Researchers at the Department of Energy’s SLAC National Accelerator Laboratory and Stanford University with collaborators at the University of Oregon and Manchester Metropolitan University have found a way to tease hydrogen out of the ocean by funneling seawater through a double-membrane system and electricity. Their innovative design has proven successful in generating hydrogen gas without producing large amounts of harmful byproducts. The results of their study, published today in Joule, could help advance efforts to produce low-carbon fuels.
Hydrogen gas is a low-carbon fuel currently used in many ways, such as to run fuel-cell electric vehicles and as a long-duration energy storage option—one that is suited to store energy for weeks, months or longer—for electric grids.

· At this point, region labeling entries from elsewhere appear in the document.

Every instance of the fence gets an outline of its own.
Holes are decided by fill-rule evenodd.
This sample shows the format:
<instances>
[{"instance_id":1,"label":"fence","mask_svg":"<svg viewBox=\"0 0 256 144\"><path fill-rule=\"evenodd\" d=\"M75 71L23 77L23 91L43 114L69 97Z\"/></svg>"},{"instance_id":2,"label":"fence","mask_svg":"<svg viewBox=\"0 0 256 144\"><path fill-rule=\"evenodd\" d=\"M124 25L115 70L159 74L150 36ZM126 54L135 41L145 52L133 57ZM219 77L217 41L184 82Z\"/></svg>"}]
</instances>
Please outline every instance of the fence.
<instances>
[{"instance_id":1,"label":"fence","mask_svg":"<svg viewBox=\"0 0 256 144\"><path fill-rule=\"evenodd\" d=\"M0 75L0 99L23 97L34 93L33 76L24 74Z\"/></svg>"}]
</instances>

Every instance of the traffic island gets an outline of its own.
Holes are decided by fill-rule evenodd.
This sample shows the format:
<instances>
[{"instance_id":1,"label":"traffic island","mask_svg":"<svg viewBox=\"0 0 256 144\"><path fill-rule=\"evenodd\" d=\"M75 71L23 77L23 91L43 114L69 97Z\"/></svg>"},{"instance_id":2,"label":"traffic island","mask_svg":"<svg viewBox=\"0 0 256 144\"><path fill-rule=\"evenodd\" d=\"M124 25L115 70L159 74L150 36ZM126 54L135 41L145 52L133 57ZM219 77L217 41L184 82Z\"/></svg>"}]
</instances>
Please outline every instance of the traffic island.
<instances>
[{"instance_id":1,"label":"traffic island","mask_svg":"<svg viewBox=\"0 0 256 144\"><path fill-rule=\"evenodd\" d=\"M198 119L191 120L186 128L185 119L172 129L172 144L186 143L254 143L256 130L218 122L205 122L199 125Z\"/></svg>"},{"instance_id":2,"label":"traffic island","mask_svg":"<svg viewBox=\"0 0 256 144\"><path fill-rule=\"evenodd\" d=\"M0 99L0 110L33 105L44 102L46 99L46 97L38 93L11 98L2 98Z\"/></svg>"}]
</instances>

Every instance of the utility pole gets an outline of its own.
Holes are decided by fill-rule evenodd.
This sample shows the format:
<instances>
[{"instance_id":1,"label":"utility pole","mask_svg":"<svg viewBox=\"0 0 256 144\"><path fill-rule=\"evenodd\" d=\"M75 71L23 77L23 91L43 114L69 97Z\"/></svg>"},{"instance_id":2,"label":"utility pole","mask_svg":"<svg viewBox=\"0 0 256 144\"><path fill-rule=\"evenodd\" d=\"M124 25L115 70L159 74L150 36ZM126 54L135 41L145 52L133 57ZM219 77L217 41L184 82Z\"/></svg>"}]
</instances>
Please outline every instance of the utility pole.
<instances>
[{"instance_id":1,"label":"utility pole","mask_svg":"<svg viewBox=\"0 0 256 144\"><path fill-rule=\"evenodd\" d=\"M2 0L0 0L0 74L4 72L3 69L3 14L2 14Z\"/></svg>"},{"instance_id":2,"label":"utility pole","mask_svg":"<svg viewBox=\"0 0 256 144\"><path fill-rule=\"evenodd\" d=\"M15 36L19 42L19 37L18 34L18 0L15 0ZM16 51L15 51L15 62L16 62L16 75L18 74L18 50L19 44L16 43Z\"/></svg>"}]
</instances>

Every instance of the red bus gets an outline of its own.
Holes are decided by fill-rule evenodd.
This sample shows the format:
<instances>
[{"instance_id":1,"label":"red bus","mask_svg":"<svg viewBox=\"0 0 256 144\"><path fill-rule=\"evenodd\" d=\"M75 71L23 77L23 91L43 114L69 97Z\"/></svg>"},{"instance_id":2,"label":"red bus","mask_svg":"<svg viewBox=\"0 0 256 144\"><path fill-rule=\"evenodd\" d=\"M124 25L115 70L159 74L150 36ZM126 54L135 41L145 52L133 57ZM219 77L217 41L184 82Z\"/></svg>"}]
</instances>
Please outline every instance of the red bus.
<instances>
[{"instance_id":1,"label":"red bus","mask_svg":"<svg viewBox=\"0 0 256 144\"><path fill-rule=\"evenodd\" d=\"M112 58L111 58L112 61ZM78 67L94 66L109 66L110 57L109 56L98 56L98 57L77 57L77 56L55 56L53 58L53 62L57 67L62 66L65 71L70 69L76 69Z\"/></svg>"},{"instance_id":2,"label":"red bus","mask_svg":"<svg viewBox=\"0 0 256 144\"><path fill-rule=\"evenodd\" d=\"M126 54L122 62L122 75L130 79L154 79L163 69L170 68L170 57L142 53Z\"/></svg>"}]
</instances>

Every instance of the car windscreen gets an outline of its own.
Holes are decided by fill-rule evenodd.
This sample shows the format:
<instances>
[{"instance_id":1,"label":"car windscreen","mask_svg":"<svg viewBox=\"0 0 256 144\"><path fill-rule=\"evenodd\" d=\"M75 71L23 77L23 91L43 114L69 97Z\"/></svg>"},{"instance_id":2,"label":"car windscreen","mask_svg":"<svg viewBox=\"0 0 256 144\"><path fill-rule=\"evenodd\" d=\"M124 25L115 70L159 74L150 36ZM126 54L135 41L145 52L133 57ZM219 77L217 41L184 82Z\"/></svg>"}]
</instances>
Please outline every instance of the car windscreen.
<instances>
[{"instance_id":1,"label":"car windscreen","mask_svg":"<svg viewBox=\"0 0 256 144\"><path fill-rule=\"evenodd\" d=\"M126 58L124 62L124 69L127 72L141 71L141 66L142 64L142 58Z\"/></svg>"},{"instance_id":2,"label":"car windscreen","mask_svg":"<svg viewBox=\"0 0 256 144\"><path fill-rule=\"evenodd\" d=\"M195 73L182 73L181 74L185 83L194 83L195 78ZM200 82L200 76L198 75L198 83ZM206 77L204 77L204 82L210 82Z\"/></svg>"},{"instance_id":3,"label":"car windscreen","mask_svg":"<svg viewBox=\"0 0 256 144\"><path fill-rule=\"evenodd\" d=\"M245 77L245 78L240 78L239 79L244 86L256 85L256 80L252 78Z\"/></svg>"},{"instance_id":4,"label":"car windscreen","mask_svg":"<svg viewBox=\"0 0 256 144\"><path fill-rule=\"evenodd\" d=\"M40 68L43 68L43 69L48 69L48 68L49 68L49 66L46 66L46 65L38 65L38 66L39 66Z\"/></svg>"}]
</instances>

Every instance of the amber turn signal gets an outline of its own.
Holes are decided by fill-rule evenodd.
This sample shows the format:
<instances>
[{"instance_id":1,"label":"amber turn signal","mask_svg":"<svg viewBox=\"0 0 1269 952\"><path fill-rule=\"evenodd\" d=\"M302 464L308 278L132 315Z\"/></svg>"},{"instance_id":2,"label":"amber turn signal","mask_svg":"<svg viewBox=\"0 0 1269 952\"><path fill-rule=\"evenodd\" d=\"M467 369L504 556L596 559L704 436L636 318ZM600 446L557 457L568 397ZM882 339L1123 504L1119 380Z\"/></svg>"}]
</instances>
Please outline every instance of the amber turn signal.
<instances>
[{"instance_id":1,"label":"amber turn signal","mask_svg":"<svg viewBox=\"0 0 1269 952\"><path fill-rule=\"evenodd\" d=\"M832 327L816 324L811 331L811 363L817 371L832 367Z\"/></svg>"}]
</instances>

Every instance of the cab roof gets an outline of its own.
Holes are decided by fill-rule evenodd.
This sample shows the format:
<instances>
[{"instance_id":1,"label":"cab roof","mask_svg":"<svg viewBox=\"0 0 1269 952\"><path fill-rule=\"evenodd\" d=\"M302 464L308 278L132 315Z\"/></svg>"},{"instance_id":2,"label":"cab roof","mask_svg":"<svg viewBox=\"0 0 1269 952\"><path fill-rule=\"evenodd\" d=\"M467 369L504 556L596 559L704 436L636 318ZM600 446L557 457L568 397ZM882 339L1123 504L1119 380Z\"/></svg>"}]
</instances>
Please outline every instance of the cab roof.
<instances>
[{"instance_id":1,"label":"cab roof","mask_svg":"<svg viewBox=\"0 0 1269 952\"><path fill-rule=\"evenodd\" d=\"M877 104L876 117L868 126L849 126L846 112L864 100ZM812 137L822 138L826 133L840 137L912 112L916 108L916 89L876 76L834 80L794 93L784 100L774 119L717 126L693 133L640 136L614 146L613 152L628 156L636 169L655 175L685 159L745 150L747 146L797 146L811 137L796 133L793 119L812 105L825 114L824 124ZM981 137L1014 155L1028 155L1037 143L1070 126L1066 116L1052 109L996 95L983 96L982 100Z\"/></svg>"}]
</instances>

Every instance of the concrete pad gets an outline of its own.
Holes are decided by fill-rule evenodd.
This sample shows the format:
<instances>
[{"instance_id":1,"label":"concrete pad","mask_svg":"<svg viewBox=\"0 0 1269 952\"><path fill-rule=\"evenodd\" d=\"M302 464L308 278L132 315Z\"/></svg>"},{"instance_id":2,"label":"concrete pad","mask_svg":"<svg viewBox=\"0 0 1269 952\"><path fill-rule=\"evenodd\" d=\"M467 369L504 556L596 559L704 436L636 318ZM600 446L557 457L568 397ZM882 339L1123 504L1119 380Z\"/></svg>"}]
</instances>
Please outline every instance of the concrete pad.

Many attempts to make hydrogen gas start with fresh or desalinated water, but those methods can be expensive and energy-intensive. Treated water is easier to work with because it has fewer substances—chemical elements or molecules—floating around. However, purifying water is expensive, requires energy, and adds complexity to devices, the researchers said. Another option, natural freshwater, also contains a number of impurities that are problematic for modern technology, in addition to being a more limited resource on the planet, they said.
To work with seawater, the team implemented a bipolar (two-layer) membrane system and tested it using electrolysis, a method that uses electricity to drive ions, or charged elements, to run a desired reaction. They started their design by controlling the most harmful element to the seawater system—chloride—said Joseph Perryman, a SLAC and Stanford postdoctoral researcher.
The bipolar membrane in the experiment allows access to the conditions needed to make hydrogen gas and mitigates chloride from getting to the reaction center.
Researchers collect seawater in Half Moon Bay, California, in January 2023 for an experiment that turned the liquid into hydrogen fuel. From left: Joseph Perryman, a SLAC and Stanford postdoctoral researcher; Daniela Marin, a Stanford graduate student in chemical engineering and co-author; Adam Nielander, an associate staff scientist with the SUNCAT, a SLAC-Stanford joint institute; and Charline Rémy, a visiting scholar at SUNCAT. Credit: Adam Nielander / SLAC National Accelerator Laboratory
An ideal membrane system performs three primary functions: It separates hydrogen and oxygen gases from seawater; helps move only the useful hydrogen and hydroxide ions while restricting other seawater ions; and helps prevent undesired reactions. Capturing all three of these functions together is hard, and the team’s research is targeted toward exploring systems that can efficiently combine all three of these needs.
Specifically in their experiment, protons, which were the positive hydrogen ions, passed through one of the membrane layers to a place where they could be collected and turned into hydrogen gas by interacting with a negatively charged electrode (cathode). The second membrane in the system allowed only negative ions such as chloride to travel through.
As an additional backstop, one membrane layer contained negatively charged groups that were fixed to the membrane, which made it harder for other negatively charged ions, like chloride, to move to places where they shouldn’t be, said Daniela Marin, a Stanford graduate student in chemical engineering and co-author. The negatively-charged membrane proved to be highly efficient in blocking almost all of the chloride ions in the team’s experiments, and their system operated without generating toxic byproducts like bleach and chlorine.
Along with designing a seawater-to-hydrogen membrane system, the study also provided a better general understanding of how seawater ions moved through membranes, the researchers said. This knowledge could help scientists design stronger membranes for other applications as well, such as producing oxygen gas.
Next, the team plans to improve their electrodes and membranes by building them with materials that are more abundant and easily mined. This design improvement could make the electrolysis system easier to scale to a size needed to generate hydrogen for energy intensive activities, like the transportation sector, the team said.
The researchers also hope to take their electrolysis cells to SLAC’s Stanford Synchrotron Radiation Lightsource (SSRL), where they can study the atomic structure of catalysts and membranes using the facility’s intense X-rays.